To be eligible for the emergency benefit, an income-qualifying household must be facing a heating utility shutoff, or electric utility service disconnection if it is necessary to operate the primary heating equipment. Also qualified for the benefit are those households that have exhausted their heating fuel supply or have less than one-quarter tank of oil, kerosene, or propane; or have less than a 10-day supply of other heating fuels.
Applications for assistance are accepted at local departments of social services in person or by telephone, with funding provided on a first-come, first-served basis. A list of local offices by county can be found here. Residents outside of New York City may also apply online for regular heating assistance benefits. New York City residents may download an application and obtain program information here.
Last year, the heating emergency benefit provided critical assistance to more than 111,000 New Yorkers. In total, OTDA distributed roughly $65 million in emergency heating assistance during the 2020-2021 winter season.

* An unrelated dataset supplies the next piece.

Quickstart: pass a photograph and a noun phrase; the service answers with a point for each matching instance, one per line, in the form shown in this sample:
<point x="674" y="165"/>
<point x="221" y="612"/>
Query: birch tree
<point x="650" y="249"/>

OTDA also continues to take applications for the regular arrears supplement, which is providing $150 million in federal funding to help HEAP-eligible households pay heating utility arrears. The one-time payments will cover all accumulated heating utility arrears up to $10,000 per household, with requests for assistance accepted at local departments of social services in person or by telephone.
Help is also available to assist eligible homeowners if their primary heating equipment is unsafe or not operating and their furnace or boiler must be repaired or replaced. Benefit amounts through the HEAP Heating Equipment Repair and Replacement program are based on the actual cost incurred to repair or replace the essential heating equipment—up to $3,000 for a repair and $6,500 for a replacement.
Eligible homeowners can also apply for a HEAP Heating Equipment Clean and Tune benefit to keep their home’s primary heating source working at peak efficiency. Applicants for these benefits should contact their local department of social services for more information.
To qualify for these federally funded programs, applicants must meet HEAP eligibility criteria and income guidelines, which vary by household size. For instance, a family of four may have a maximum gross monthly income of $5,249 or an annual gross income of $62,983.